Otherwise, students should contact their health care provider or local urgent care facility for medical care. Be sure to call ahead so that the office is prepared to see you.
What should secondary contacts do? I’m not sick but have been in the proximity of someone who was in close contact with someone who tested positive for COVID-19. (The person with whom I was in contact was not sick.)
According to CDC and the New Jersey Department of Health, there is no need to self-quarantine. You should monitor yourself for symptoms. If you develop symptoms or are concerned about your health, contact your health care provider (be sure to call ahead), stay home, and avoid close contact with others.
Can people on self-quarantine be tested for COVID-19 so they don’t have to continue self-quarantining?
The CDC does not recommend testing people who do not have symptoms consistent with COVID-19. Only those who meet specific criteria are being tested for COVID-19. Unnecessary testing does not make the patient or the community safer and also requires the use of test kits and other medical resources that are in limited supply.

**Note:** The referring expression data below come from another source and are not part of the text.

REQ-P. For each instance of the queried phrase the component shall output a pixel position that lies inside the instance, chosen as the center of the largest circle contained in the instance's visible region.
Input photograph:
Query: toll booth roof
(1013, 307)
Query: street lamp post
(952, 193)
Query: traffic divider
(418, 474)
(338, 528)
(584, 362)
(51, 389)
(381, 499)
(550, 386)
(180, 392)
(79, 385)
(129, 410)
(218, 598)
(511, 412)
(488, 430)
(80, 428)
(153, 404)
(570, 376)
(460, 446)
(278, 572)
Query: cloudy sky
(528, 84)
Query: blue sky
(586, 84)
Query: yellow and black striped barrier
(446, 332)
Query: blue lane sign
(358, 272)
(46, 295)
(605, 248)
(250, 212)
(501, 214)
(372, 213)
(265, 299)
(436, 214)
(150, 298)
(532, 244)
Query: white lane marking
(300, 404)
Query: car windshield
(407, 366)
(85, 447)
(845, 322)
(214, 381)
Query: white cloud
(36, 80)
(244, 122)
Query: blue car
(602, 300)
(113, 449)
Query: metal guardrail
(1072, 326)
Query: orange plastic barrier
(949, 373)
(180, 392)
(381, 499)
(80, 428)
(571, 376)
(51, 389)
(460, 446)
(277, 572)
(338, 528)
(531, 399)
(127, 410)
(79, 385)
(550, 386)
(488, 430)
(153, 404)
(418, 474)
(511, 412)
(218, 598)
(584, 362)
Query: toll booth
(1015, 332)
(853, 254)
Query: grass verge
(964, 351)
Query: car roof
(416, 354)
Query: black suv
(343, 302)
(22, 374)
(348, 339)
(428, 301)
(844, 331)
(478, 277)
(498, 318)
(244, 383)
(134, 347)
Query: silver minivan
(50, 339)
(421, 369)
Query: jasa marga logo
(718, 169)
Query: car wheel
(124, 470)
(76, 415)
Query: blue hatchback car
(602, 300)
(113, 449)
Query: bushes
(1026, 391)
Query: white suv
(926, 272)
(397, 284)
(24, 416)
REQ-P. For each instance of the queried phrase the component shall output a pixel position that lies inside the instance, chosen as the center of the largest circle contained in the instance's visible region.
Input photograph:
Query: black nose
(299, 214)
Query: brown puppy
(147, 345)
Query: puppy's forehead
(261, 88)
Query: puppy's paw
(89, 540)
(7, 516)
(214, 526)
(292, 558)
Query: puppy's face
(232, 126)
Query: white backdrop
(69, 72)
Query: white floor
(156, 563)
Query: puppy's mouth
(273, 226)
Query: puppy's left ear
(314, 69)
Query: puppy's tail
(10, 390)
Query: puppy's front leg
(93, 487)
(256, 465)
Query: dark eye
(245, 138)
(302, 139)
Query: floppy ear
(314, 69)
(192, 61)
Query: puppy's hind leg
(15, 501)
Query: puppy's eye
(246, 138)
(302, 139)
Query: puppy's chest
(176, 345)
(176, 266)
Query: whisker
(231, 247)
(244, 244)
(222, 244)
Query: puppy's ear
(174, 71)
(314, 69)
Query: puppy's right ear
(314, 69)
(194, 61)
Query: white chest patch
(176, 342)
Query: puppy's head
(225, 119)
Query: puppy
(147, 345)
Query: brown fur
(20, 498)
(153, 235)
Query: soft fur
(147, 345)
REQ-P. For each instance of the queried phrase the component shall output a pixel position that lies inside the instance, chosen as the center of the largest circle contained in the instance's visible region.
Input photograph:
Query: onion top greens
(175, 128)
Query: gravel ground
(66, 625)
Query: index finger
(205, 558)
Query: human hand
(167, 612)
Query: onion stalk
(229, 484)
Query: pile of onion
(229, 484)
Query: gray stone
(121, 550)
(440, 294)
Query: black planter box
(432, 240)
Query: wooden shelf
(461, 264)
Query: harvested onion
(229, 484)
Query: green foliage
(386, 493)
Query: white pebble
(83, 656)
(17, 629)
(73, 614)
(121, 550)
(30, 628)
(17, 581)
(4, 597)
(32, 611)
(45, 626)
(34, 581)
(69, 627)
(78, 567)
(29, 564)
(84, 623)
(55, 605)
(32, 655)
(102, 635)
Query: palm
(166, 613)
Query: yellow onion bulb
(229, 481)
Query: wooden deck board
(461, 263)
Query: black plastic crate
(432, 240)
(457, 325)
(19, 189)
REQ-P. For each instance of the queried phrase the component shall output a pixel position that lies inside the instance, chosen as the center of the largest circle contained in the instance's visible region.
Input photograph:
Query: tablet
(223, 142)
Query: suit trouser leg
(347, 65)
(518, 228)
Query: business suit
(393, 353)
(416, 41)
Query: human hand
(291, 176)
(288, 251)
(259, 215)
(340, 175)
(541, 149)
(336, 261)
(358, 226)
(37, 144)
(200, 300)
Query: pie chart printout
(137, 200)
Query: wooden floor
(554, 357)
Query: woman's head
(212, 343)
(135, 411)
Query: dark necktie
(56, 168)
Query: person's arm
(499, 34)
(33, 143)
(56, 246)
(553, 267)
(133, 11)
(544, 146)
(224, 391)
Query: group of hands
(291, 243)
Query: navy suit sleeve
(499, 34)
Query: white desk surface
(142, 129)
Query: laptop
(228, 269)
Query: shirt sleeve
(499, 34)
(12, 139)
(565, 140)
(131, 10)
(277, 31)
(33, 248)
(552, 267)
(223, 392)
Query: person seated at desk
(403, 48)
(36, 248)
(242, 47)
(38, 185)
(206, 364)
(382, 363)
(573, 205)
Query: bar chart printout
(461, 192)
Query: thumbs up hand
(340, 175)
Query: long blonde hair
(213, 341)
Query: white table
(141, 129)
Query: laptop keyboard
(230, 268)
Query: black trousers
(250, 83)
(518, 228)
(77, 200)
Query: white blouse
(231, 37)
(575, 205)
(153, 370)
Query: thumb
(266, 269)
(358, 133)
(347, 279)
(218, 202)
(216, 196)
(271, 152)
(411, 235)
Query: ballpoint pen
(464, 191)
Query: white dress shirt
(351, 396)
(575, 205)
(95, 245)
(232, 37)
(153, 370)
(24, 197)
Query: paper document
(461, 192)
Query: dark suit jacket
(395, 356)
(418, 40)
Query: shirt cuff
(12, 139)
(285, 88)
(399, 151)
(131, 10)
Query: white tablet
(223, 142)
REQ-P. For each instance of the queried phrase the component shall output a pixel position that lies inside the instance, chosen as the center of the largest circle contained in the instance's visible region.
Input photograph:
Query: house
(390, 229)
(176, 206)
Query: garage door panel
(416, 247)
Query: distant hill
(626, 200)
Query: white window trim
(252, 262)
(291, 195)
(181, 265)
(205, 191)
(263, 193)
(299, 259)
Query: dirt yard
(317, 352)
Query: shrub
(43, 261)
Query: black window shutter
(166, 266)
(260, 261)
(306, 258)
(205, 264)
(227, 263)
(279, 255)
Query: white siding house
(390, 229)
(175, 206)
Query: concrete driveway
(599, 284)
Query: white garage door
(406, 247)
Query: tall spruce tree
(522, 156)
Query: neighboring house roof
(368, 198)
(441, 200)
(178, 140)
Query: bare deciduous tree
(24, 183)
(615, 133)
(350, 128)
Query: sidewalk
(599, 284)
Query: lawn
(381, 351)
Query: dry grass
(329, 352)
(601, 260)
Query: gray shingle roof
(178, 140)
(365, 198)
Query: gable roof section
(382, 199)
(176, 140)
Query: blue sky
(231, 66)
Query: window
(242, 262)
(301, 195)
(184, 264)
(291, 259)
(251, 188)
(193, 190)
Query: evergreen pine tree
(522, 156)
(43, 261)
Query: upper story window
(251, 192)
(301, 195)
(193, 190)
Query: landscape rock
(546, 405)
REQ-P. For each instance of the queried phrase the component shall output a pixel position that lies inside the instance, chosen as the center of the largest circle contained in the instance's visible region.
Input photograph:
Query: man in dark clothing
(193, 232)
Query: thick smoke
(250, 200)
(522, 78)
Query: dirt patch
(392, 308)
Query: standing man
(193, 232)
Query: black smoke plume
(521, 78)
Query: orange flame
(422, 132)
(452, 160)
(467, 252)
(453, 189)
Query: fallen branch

What is the difference between self-isolation and self-quarantine?
While both isolation and quarantine refer to methods of preventing the spread of illness, they do not mean the same thing.
- Isolation refers to separating people who are sick from those who are not sick.
- Quarantine refers to separating people who are, or may have been, exposed to a pathogen but are not showing signs of illness. Quarantine is used to make sure individuals are not contagious by minimizing contact with people who were not exposed during an illness’ incubation period (the time it takes for symptoms to emerge).
What should I do if I think I’m sick with COVID-19?
- Call your health care provider for medical advice.
- Separate yourself from other people in your home (known as self-isolation).
- Stay home except to get medical care. Be sure to call ahead before visiting a health care provider or hospital emergency room.
- Wear a face mask when you have to be around other people and before you enter a health care provider’s office.
- Cover your coughs and sneezes.
- Wash your hands often with soap and water for at least 20 seconds. If soap and water are not available, use an alcohol-based hand sanitizer with at least 60 percent alcohol.
- Avoid sharing personal household items.
- Clean all “high-touch” surfaces at least once a day. Most EPA-registered household disinfectants should be effective.
- Monitor your symptoms.
- Call 911 if your illness is worsening (e.g., you have difficulty breathing, chest pain).
For detailed information, see the Centers for Disease Control and Prevention website.